- Born: June 9, 1973 (age 53) Harlem, New York, United States
- Occupations: Author; journalist; film-maker;
- Spouse: Sacha Jenkins ​(died 2025)​
- Children: 2
- Writing career
- Genres: Hip-hop; world music; social justice; popular culture; race and identity;
- Website: djalirancher.com

= Raquel Cepeda =

American journalist, critic, film-maker and autobiographer

Raquel Cepeda (born June 9, 1973) is an American journalist, critic, film-maker, and autobiographer of Dominican descent. The editor of Russell Simmons' OneWorld magazine between 2001 and 2004, Cepeda was also the editor of the award-winning anthology "And It Don't Stop: The Best American Hip-Hop Journalism of the Last 25 Years", the co-producer, writer, and director of the documentary film Bling: A Planet Rock, and the author of "Bird of Paradise: How I Became Latina."

==Early life and education==
Cepeda describes her early life in detail in "Bird of Paradise: How I Became Latina." She was born in Harlem to Dominican immigrants on June 9, 1973. As a young child, Cepeda herself lived in the Dominican Republic before returning to New York in 1981. There, in the Inwood/Washington Heights section of Upper Manhattan, she resided with her father, who was abusive, and her Scandinavian stepmother. Cepeda's relationship with her mother was essentially nonexistent after 1981.

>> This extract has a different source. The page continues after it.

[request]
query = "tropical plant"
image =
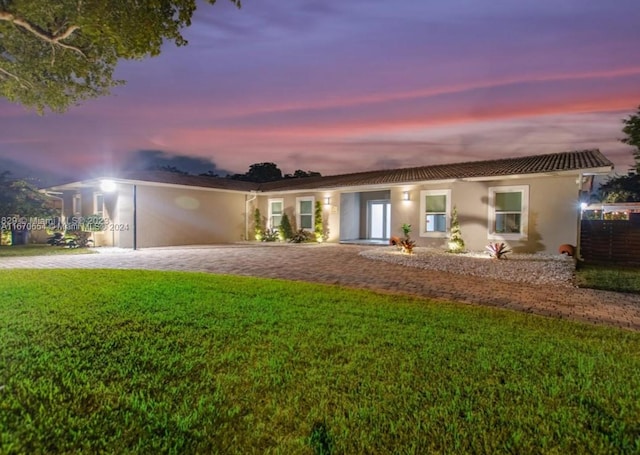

As a student, Cepeda frequently found herself at odds with the authority figures at the schools she attended. This contentiousness stemmed from Cepeda's belief that the system mis-educated students about American history and their own respective ethnic histories as well. Like many other young and disenfranchised people, Cepeda found community in 1980s hip-hop culture. It was hip-hop, she says, that fueled her passion for exploring the issues of race, identity, and social justice through journalism, writing, and filmmaking.

==Career==
During the past 20 years, Cepeda has written about music, culture, fitness, politics, race and identity for such publications as People, Time Out New York, The Village Voice, CNN.com, The New York Times, and many other outlets.

In 2001, Cepeda was named editor-in-chief of Russell Simmons' OneWorld magazine. She was then 28 years old. The San Francisco Chronicle praised Cepeda's stewardship as follows: "Finally, there's another option for the intelligent urban mind, and much like the woman at its helm, OneWorld magazine is bold and refreshing."

Cepeda left OneWorld in 2004, a few months before the publication of "And It Don't Stop: The Best American Hip-Hop Journalism." In a review for Salon.com, Peter L'Official wrote, "At its best, 'And It Don't Stop' is a collection of hip-hop's most vital moments — a historical documentation of the music's evolution and the journalism that evolved along with that music." The anthology went on to win a PEN/Open Book Award and a Latino Book Award.

In 2007, Cepeda co-produced, wrote and directed the feature documentary Bling: A Planet Rock. Featuring the American rappers Raekwon and Paul Wall and the Puerto Rican rapper and reggaeton star Tego Calderon, the film was described by Catherine Clyne in Satya magazine as "a unique documentary that draws together American hip-hop, its trappings of glittery bling-worship and the recent civil war in Sierra Leone, which was fueled by diamonds mined under brutal conditions." A shorter version of the film, edited for content and time, aired on VH1 in February 2007 under the title Bling'd: Blood, Diamonds and Hip-Hop.

Cepeda's autobiography, "Bird of Paradise: How I Became Latina," was published by Atria Books in March 2013. In a review for NBC Latino, Claudio Remeseira suggested that readers should see the book as "the non-fiction, female-gender companion to Junot Díaz's 'The Brief Wondrous Life of Oscar Wao'. Both are tales of self-discovery through the many racial, ethnic, and linguistic conflicting forces that lie at the heart of U.S. Latino identity, as well as the story of a personal struggle against a supposed fukú or ancestral curse that has haunted the author's families for generations." The Huffington Posts Dr. David J. Leonard wrote that "'Bird of Paradise' is a book where hip-hop meets the human genome project."

Since March 2015, Cepeda has been the co-host of a podcast called "Our National Conversation About Conversations About Race." Known more briefly as "About Race," the show has been described as "a lively multiracial, interracial conversation about the ways we can't talk, don't talk, would rather not talk, but intermittently, fitfully, embarrassingly do talk about culture, identity, politics, power, and privilege in our pre-post-yet-still-very-racial America." Co-founded by Cepeda with authors Baratunde Thurston and Tanner Colby, "About Race" was produced by Panoply Media, a part of Slate's podcast network.

==Personal life==
Raquel Cepeda was married to Sacha Jenkins, who was an American television producer, writer, musician and curator. She lives in New York City with her daughter, Djali, and their son, Marceau. Jenkins died in 2025.